Does anyone here breed the other type of cricket the mole cricket?


----------



## falconboy (Nov 10, 2007)

Yuk, scary things those ones. 

I think the reason the crickets that are common are those particular ones is that a lot of the others have harder exoskeleton and are harder to digest (well, thats what I think I read anyway). I've been wrong one or twice though.


----------



## PhilK (Nov 10, 2007)

They're so cute!!

Check his little face out: http://www.bbc.co.uk/insideout/south/series8/week_one/mole_cricket203.jpg

What do these guys eat?


EDIT: they eat larvae, worms, roots and grasses

http://upload.wikimedia.org/wikipedia/commons/9/9a/Mole_cricket02.jpg - I must have one!


----------



## reece89 (Nov 10, 2007)

they're strong little buggers.


----------



## bylo (Nov 10, 2007)

They’re noisy too


----------



## bitey (Nov 10, 2007)

lol easy to see how they got thier name


----------



## PhilK (Nov 10, 2007)

I want one. But I can't imagine them being too exciting as pets.


----------



## Brettix (Nov 10, 2007)

I come across these guys all the time,they have a nasty bite.


----------



## WombleHerp (Nov 10, 2007)

agreed brettix :shock:


----------



## Jen (Nov 11, 2007)

I meant does anyone use them as a food source? obviously for bigger lizards as they do appear to have a bit of chitin, but they were everywhere the other night at the jets game and it made me wonder


----------



## PhilK (Nov 11, 2007)

I think it wouldn't be the best for the herps. They seem more crunchy than meaty and all that chitin could lead to impaction?

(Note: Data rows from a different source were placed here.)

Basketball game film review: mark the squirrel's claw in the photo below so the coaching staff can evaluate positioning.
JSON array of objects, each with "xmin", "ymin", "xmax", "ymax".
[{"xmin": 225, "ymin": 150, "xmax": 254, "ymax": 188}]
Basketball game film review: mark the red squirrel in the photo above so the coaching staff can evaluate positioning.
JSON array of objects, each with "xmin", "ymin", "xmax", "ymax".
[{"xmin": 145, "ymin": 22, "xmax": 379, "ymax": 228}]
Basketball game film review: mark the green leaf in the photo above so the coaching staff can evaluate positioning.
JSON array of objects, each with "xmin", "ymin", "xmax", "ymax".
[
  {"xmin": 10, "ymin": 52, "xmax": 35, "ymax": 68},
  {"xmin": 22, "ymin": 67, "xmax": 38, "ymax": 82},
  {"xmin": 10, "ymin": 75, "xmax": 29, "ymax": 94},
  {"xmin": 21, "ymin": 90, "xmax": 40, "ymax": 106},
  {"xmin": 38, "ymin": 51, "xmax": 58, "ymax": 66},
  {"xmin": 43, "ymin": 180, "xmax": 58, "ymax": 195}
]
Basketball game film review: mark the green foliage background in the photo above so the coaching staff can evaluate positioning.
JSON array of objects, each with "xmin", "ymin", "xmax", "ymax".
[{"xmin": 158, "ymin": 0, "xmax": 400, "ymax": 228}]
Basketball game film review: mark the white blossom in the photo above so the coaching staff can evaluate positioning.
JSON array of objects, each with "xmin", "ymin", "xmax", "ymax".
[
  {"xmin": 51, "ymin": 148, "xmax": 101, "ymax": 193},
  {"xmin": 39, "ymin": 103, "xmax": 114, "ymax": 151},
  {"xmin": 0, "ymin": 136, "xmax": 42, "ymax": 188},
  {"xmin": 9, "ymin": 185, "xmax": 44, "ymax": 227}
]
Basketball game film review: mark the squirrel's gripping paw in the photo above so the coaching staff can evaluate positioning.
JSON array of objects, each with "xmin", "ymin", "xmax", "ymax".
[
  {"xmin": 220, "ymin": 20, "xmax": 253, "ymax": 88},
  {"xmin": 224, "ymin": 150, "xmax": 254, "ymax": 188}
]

I don't keep lizards though so I don't honestly know


----------



## Helikaon (Nov 11, 2007)

i used to use them as bait for fishing, they lived in the mud around my dam so i would ddig around catching them and then use them to go fishing worked really reallly well


----------



## Jen (Nov 13, 2007)

lizard keepers? what're your opinions


----------



## jimbo (Nov 13, 2007)

Iv seen a wild leaf tail gecko eat one..


----------



## Gecko_ProCs (Nov 13, 2007)

lol i find em everynow and again but never get bitten
they try and dig inbetween my fingers tho and that kinda hurts haha
they get pretty big too


----------



## Brettix (Nov 13, 2007)

I have fed them to my bigger lizards but not young ones or hatchies.
So adult beardies to larger lizards would be ok.


----------